SDB: That's really kind of you. As a younger artist, I hated the female part of being a young female artist. I was happier just being a young artist. I hated answering questions that defined my work as coming from a female perspective. I hated having people comment on my appearance in press or in person. My incredibly intelligent students talk about their frustrations with having to "perform gender" or "perform race" and I empathize.
I don't think about gender when I make work honestly. Unicorns belong to everyone. But I do remember that it was a big moment for me when I sewed those giant stuffed animals as the installation for Hans & Grete. It took some courage.

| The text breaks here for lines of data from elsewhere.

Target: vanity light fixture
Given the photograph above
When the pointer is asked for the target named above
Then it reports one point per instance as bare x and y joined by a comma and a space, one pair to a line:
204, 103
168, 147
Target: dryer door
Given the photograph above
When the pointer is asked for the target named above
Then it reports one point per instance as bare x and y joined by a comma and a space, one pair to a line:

Now I am older, so I don't really care what anyone thinks of me. I just do what I think will make the best artwork, and let other people decide what it means.
KDH: I enjoy the seduction found in many of your projects. There is an enticement through witches, magic, dark metal and fantasy that pulls the viewer in while also has the possibility to make some uncomfortable. Discomfort in art is so important. What are your feelings around that and the reaction or non-reaction of a viewer?
SDB: Oh I don't know. That's so nice also, thank you. I like to scare myself I guess. And I love seduction - I'm really fascinated by it.
KDH: What is next? Where do you see your next project going? Is the goal to get bigger and do a feature or focus on vignettes teetering between the representation of life and death?
SDB: This current film will represent 2 or 3 years of my life by the time I open the exhibition - I'm right in the middle of it, so it's hard for me to see past this moment. One thing I would like though would be to go back and re-master my older films, and find a way for them to be more easily accessible and be seen. I am going to finish the White Wolf, and then I really just want to work on that. Unlocking my 5 other films somehow, so everyone can see them.